Finetuning Vision-Language-Action Models Requires Fewer Layers Than You Think

Researchers demonstrate that Vision-Language-Action (VLA) models used in robotic manipulation contain significant layer-wise redundancy, enabling a training-free compression method that reduces model depth by up to 50% while improving downstream fine-tuning speed by 40-50% and inference speed by 30%. This finding suggests advanced robotics foundation models can operate effectively with substantially fewer parameters than currently assumed.

The robotics and AI communities have increasingly relied on massive Vision-Language-Action models pre-trained on diverse video-robot datasets to advance robotic manipulation capabilities. However, these multi-billion parameter architectures create practical constraints for real-world deployment, where computational efficiency directly impacts both training costs and real-time operational speed. This research identifies a critical inefficiency: despite their diverse training, VLA models exhibit severe representational redundancy across layers, meaning many layers perform functionally similar operations.

The breakthrough lies in the proposed training-free compression pipeline, which uses Centered Kernel Alignment to identify redundant features without requiring full model loading or optimization. By removing twin layers, researchers achieve substantial compression while maintaining or exceeding baseline performance across comprehensive evaluations. This approach differs fundamentally from existing methods requiring expensive fine-tuning or dynamic layer selection mechanisms.

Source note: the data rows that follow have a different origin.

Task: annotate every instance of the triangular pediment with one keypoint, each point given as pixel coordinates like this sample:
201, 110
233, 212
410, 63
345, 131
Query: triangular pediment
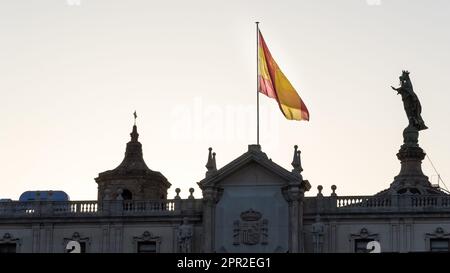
251, 168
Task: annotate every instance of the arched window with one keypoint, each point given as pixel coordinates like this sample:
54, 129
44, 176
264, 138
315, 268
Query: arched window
127, 195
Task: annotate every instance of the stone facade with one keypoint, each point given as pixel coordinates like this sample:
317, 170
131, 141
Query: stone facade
249, 205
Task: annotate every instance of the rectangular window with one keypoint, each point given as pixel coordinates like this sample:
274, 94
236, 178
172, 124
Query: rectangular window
82, 248
361, 245
439, 245
146, 247
8, 248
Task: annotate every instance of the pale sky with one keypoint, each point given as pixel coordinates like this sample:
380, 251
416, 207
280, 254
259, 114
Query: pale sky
72, 75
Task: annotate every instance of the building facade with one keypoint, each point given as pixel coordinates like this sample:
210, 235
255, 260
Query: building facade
249, 205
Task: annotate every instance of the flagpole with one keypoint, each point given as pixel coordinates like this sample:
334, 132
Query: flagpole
257, 83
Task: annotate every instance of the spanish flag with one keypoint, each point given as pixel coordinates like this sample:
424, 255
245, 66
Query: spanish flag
274, 84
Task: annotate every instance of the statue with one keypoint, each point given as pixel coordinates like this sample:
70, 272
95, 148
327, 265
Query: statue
184, 236
411, 102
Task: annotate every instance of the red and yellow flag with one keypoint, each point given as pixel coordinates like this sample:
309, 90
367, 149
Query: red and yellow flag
274, 84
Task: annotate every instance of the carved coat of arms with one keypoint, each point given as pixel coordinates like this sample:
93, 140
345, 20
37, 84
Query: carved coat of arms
251, 229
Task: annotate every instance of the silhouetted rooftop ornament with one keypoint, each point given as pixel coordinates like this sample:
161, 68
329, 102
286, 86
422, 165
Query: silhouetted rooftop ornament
411, 179
296, 161
411, 102
211, 163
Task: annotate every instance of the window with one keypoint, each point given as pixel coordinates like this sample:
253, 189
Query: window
82, 247
361, 245
127, 195
8, 248
439, 245
146, 247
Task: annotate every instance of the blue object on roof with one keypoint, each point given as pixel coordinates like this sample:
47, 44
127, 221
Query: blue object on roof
44, 196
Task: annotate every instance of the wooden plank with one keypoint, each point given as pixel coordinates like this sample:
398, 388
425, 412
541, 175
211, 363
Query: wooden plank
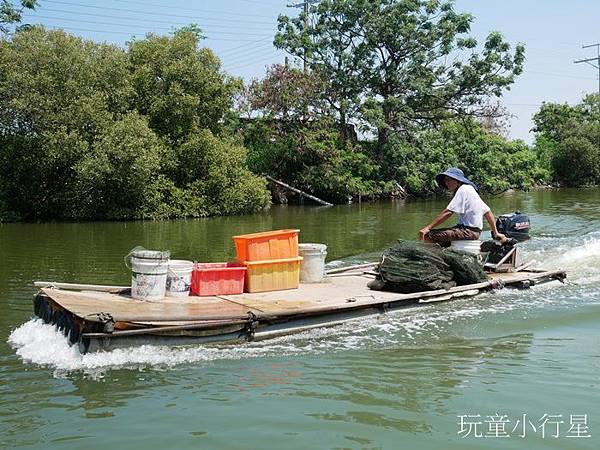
81, 287
336, 294
86, 305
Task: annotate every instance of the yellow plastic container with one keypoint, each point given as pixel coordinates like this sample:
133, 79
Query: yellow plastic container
267, 246
272, 275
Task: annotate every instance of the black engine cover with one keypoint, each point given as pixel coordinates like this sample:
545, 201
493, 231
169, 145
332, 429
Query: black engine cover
514, 225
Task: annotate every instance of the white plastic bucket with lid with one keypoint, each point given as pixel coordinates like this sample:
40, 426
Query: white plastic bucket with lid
148, 273
312, 267
469, 246
179, 278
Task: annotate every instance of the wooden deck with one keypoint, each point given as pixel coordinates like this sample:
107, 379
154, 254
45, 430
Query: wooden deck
98, 320
336, 293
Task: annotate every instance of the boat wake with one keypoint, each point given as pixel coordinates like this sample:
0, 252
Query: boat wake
41, 344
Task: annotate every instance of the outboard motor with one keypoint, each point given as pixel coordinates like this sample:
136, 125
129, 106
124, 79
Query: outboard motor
514, 225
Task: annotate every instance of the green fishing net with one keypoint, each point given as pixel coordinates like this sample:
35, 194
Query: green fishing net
418, 266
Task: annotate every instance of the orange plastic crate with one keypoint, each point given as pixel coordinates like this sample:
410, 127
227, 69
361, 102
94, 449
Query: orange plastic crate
273, 275
267, 246
217, 279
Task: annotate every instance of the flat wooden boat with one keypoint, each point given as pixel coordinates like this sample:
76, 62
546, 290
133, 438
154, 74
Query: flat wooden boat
106, 317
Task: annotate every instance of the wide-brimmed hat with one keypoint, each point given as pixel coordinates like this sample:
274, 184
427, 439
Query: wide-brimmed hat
457, 174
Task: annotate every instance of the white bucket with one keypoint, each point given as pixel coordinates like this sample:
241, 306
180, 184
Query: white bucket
312, 267
470, 246
179, 278
148, 274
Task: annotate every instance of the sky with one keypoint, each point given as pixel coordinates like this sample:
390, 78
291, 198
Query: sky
241, 34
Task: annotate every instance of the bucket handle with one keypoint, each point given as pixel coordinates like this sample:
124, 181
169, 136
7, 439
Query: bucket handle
127, 257
187, 285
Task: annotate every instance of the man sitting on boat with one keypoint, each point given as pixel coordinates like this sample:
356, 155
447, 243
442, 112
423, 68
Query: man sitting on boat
471, 210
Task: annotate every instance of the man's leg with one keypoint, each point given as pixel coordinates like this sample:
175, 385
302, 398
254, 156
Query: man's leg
444, 236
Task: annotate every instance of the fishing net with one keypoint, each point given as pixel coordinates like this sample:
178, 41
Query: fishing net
417, 266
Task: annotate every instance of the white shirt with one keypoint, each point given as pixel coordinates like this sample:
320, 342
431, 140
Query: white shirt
469, 206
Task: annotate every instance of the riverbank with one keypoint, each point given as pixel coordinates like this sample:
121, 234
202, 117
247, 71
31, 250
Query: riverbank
403, 377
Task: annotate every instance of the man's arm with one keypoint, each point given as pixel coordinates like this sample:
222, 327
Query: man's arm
489, 216
441, 218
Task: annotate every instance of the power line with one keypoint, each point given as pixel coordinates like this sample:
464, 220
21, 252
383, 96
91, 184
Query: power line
107, 16
106, 8
244, 48
304, 5
203, 11
128, 33
589, 60
154, 27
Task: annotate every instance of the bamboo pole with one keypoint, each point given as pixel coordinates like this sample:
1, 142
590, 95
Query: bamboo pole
298, 191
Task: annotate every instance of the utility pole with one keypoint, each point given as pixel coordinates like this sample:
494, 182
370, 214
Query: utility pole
589, 60
305, 4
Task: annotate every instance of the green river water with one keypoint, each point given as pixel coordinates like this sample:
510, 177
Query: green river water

For the robotics and AI infrastructure industries, this finding carries significant implications. Organizations developing or deploying VLA models can immediately reduce computational overhead for fine-tuning and inference, lowering operational costs and enabling deployment on resource-constrained robotic systems. The results demonstrate that model depth—a commonly cited architectural characteristic—may not be the limiting factor for performance.

Future work should explore whether similar redundancy patterns exist in other foundation model classes and whether selective layer removal can be combined with other compression techniques. The validation across multiple simulation environments and real-world tasks suggests broad applicability, though understanding why these models develop such redundancy could further optimize architecture design for robotics applications.

• →VLA models exhibit severe layer-wise redundancy despite training on diverse physical trajectories, enabling 50% depth reduction without performance loss.
• →Training-free compression using Centered Kernel Alignment eliminates the need to load full-scale models or learn dynamic layer selectors.
• →Compressed models achieve 40-50% faster fine-tuning and up to 30% faster real-time inference while matching baseline performance.
• →Validation spans three simulation benchmarks and 10 real-world tasks across four robotic embodiments, demonstrating broad applicability.
• →Results suggest advanced robotics foundation models require significantly fewer layers than currently assumed, improving scalability of robot learning.